Nach einem Realitäts-Check haben sich meine Träume aufgelöst. Ich bin nicht schlau genug und meine Eltern sind keine Royals – verfügen auch nicht über ähnliche finanzielle Möglichkeiten. Doch der Wunsch nach Ferne ist geblieben. Im Hinterkopf war das Weite immer nah.

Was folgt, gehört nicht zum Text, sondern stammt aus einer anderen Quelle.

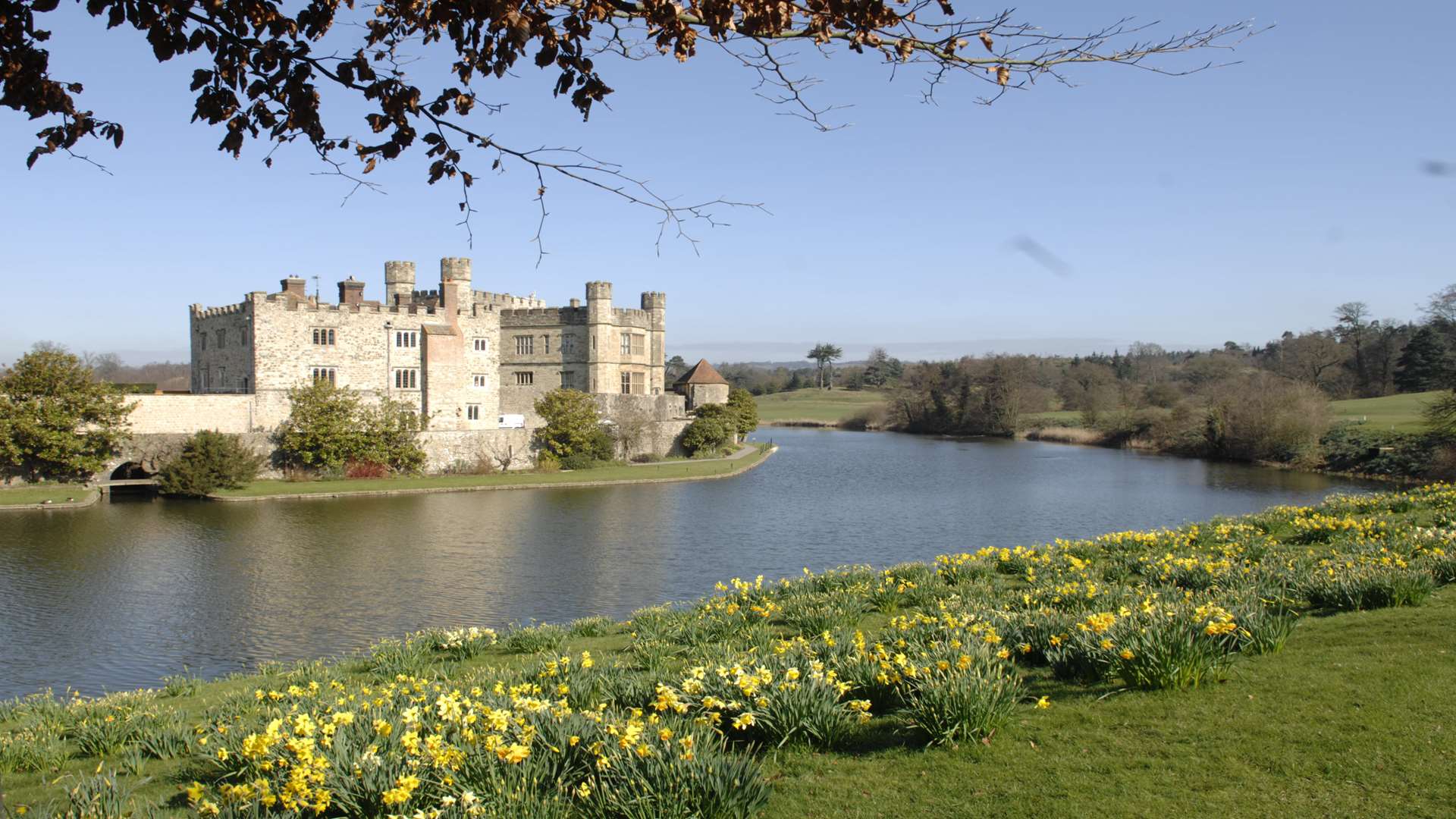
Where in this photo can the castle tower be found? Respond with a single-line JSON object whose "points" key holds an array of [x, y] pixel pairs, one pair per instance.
{"points": [[455, 286], [655, 305], [601, 353], [400, 283]]}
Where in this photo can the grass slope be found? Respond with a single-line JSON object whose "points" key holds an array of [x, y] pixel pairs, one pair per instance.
{"points": [[1394, 411], [1351, 719], [55, 493], [826, 406], [1401, 413], [672, 469]]}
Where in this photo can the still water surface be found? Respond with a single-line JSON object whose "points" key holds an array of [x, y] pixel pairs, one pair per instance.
{"points": [[121, 594]]}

Gehen wir ins Jahr 2018 – sechs Jahre später: Unbegrenzte Möglichkeiten in einem hierfür bekannten Land schwebten mir vor. Eventuell habe ich zu viel Gilmore Girls geschaut und mir ausgemalt, mit einem Kaffee in der Hand über den Yale-Campus im Herbst zu schlendern, während links und rechts neben mir das bunte Laub liegt. Doch wieder: Zu schlechte Noten und zu teuer. Doch das größte Problem war der Erzfeind jedes Nicht-Amis, der in den USA studieren möchte: der SAT (Scholastic Assesment Test). Dieser standardisierte Studierfähigkeitstest ist in den meisten amerikanischen Universitäten eine Anforderung für die Bewerbung. Gleichzeitig mein Abitur und noch einen zweiten großen Test machen, von dem ich keine Ahnung habe, auf den sich amerikanische Schüler teilweise jahrelang vorbereiten? Undenkbar. Es musste eine andere Lösung geben.

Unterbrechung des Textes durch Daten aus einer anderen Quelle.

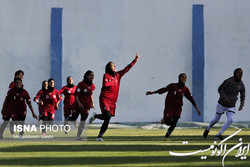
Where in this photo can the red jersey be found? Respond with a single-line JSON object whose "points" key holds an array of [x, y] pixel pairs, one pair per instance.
{"points": [[36, 98], [50, 99], [111, 84], [175, 94], [18, 100], [69, 94], [84, 92], [12, 85]]}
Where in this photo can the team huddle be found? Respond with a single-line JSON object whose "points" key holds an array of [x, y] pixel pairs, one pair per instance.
{"points": [[78, 100]]}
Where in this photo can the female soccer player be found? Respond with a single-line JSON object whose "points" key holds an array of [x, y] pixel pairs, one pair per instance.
{"points": [[84, 99], [174, 102], [109, 94], [50, 99], [20, 98], [36, 99], [69, 107], [228, 91]]}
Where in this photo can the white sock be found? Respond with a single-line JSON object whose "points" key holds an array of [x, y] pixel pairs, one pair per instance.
{"points": [[230, 118], [214, 121]]}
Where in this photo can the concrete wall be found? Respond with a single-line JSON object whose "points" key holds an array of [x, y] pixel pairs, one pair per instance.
{"points": [[95, 32]]}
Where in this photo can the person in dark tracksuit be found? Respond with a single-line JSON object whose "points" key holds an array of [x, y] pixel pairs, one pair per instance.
{"points": [[228, 91], [174, 102]]}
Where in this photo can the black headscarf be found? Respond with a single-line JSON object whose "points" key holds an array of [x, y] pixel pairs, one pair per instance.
{"points": [[180, 84], [43, 89], [68, 84], [109, 70], [19, 90], [85, 77], [50, 89]]}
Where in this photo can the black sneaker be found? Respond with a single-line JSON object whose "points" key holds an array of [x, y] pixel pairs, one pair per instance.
{"points": [[218, 137], [205, 133]]}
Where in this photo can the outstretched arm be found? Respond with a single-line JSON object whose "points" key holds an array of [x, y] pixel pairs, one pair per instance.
{"points": [[242, 98], [32, 111], [128, 67], [160, 91]]}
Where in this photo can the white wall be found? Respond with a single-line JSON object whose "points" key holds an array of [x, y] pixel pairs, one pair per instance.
{"points": [[95, 32]]}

Zurück zu meiner Freundin Lena, die in jedem Blog erwähnt werden muss, da sie in jedem Teil meines Lebens auftaucht, weil wir uns seit 13 Jahren kennen und lieben (manchmal mehr, manchmal weniger). Lena ist ein Kunst-Nerd und liebt alles, was mit Mode und Design zu tun hat. Außerdem ist sie Englischfanatikerin wie ich. Sie war und ist immer noch verliebt in Parsons. Lasst mich Parsons vorstellen: Eine der beliebtesten und renommiertesten Kunst- und Designschulen der Welt, mit Standort in New York City. Von Fashion über Fotografie bis Architektur ist fast alles dabei. So erstellte auch Lena PowerPoint-Präsentationen, um unsere Kollegin – und ihre Mutter – Désirée zu überzeugen.

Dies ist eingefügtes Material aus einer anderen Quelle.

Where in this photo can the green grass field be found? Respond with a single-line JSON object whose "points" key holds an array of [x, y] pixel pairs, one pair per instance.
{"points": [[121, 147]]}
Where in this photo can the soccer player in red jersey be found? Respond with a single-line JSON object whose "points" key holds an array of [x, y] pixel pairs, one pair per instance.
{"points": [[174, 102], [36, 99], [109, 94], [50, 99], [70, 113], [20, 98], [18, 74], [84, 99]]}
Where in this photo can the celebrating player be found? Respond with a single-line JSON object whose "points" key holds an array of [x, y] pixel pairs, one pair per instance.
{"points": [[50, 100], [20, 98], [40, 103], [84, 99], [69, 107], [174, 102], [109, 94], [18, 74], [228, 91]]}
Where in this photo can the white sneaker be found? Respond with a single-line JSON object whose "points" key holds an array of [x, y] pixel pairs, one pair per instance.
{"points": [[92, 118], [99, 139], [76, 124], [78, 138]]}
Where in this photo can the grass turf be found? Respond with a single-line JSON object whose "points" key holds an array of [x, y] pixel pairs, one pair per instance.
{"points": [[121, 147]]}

In einem gelangweilten Moment dachte ich mir, ich schau mir diese Einrichtung mal genauer an. Es stellte sich heraus, dass Parsons nur ein Teil der Universität, „The New School“, ist. Diese hat noch vier weitere sogenannte Colleges. Eines davon hat es mir besonders angetan, das Eugene Lang College of Liberal Arts. Wie bereits in meinem Vorstellungsblog erwähnt, bin ich interessiert an Schreiben, Philosophie – aber auch Musik, Photographie und Kunst. An dieser Uni besteht die Möglichkeit, all diese Dinge zu verbinden und in den USA zu sein, ohne den SAT abgeben zu müssen. Also habe ich mich beworben.

Nicht so einfach gemacht, wie gesagt. Ein Essay hier, ein Essay da, ein vierstündiger TOEFL Test, Empfehlungsschreiben und übersetzte Zeugnisse. Ach ja und 80 Dollar Bewerbungsgebühr – Welcome to America.
Nachdem ich mehreren Lehrern einige Monate hinterhergerannt bin, um Dokumente zu erhalten, war ich fertig mit meiner Bewerbung und hatte, ehrlich gesagt, keine Lust mehr auf den ganzen Zirkus.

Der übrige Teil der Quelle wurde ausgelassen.